Her self-loathing was evident, and so was the guilt and responsibility over the tragic event that was hanging around her neck like a leaden anchor.

I walked towards her until I had her backed into the door once again. I put my hands on either side of her face and tilted her head back so that she was looking up at me with wide eyes and an open mouth.

“I’ve been a defense attorney for a few years now, and if there is one thing that all my clients, whether they’re innocent or guilty, have in common it’s blame. It’s always someone else’s fault and it’s always someone else’s responsibility that they’re in the situation they’re in. No one wants to be accountable for the choices they made that led to them needing a defense in the first place. All of my clients are like that, except for you, Avett. You own your choices, you take the responsibility, and you don’t make excuses for your behavior. What happened to your friend is horrific, and no young woman should ever have to go through that, especially alone, but she made the choice to go with you. She made the choice to take that drink. She made the choice to not say anything to people that could help. Did you force her to go with you that night?” She slowly shook her head in between my hands. “Did you tell her that your friendship was over if she didn’t go with you?” Again with a negative response. “Did you do anything different that night than you did any other night the two of you went somewhere you probably shouldn’t have been?”
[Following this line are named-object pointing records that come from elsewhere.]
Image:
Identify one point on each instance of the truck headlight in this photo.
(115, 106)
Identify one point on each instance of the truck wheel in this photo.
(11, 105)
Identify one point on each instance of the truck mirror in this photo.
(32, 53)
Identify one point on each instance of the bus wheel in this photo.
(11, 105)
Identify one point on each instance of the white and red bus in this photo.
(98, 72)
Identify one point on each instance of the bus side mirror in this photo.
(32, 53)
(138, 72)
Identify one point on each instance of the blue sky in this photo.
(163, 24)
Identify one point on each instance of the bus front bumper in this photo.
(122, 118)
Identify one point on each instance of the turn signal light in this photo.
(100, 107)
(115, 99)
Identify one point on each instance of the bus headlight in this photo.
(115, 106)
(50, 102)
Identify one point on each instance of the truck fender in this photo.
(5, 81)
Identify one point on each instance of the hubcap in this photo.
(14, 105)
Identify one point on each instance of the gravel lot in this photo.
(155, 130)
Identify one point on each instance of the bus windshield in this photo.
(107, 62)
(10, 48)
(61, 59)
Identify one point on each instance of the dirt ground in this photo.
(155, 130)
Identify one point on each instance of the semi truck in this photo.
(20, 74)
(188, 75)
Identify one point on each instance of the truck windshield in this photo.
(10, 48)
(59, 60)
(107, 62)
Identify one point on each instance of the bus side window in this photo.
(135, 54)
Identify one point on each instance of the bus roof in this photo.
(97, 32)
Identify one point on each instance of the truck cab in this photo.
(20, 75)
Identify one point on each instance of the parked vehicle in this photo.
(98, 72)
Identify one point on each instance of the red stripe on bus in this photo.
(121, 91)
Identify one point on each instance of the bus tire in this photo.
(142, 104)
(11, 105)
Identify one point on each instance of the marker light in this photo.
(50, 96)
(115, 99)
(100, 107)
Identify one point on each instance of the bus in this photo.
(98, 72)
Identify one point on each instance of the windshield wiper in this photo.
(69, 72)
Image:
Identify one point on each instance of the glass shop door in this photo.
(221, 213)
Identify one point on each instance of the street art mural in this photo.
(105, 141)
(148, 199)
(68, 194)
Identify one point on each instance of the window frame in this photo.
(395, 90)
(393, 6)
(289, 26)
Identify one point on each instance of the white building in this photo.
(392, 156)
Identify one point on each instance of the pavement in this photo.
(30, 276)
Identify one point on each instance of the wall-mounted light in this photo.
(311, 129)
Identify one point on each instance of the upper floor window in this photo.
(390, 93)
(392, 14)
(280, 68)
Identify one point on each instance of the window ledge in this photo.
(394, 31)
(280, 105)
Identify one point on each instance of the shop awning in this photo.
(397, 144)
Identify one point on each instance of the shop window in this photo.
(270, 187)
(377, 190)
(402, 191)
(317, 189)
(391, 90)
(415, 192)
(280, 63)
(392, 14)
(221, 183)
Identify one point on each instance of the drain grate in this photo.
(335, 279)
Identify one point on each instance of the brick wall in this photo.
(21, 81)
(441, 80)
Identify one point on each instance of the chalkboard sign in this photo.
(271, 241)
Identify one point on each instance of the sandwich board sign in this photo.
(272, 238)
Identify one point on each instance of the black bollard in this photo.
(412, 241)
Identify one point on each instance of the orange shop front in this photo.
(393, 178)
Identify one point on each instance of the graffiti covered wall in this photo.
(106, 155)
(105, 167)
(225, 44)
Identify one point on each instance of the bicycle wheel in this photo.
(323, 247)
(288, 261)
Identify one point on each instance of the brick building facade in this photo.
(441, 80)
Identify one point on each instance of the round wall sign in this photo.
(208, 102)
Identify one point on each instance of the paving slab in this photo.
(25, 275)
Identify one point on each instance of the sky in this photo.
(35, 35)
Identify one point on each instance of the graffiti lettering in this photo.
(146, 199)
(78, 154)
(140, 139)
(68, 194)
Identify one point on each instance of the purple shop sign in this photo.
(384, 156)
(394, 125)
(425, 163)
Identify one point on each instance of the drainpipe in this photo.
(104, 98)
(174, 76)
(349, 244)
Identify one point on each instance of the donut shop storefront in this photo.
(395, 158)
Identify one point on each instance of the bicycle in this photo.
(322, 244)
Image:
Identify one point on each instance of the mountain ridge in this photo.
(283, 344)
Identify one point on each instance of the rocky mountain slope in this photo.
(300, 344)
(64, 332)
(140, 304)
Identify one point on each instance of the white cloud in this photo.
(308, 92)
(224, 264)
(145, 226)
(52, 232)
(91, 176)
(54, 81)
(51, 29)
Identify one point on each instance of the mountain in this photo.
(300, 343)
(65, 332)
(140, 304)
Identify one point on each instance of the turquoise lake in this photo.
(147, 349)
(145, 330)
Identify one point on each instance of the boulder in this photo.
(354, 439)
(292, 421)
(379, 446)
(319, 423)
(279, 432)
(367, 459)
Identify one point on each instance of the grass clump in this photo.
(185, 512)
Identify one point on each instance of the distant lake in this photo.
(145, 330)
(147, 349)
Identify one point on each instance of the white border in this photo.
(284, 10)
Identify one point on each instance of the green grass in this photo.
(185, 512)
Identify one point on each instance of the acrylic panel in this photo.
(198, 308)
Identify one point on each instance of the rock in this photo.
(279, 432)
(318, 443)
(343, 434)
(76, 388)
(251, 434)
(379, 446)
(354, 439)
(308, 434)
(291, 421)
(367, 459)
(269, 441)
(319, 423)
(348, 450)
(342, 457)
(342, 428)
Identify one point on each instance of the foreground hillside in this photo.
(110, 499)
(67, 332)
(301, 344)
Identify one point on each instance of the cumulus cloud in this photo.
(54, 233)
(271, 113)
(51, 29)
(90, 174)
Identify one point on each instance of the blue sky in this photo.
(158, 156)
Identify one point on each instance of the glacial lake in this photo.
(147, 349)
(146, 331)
This time she breathed out a soft, “No.”

“Then you need to realize that what happened wasn’t your fault. Was it awful and avoidable, yes, but the only people to blame are the men that attacked your friend. I don’t care if both of you walked into that house naked and ready to party. Consent has to be given and those boys took the option to say yes or no away from her. They are at fault. Not you and certainly not her.” I narrowed my eyes as I thought about how devastating that conversation with the other girl’s parents must have been for her. “Her parents were looking for someone to hand the blame off onto because they were hurting and looking for a target to land that pain on. No parent wants to think they failed their child, that they may have missed the clues that their kid was hurting and in trouble and that they may have been able to do something to help them. It makes them feel inadequate as well as heartbroken. I see it every day in court when parents are in disbelief that their baby is capable of hurting someone else or themselves so they look for any other reasonable explanation as to how things could go so horribly wrong. It’s gotta be someone else’s fault. You painted a bright red bull’s-eye on yourself and they fired at will.”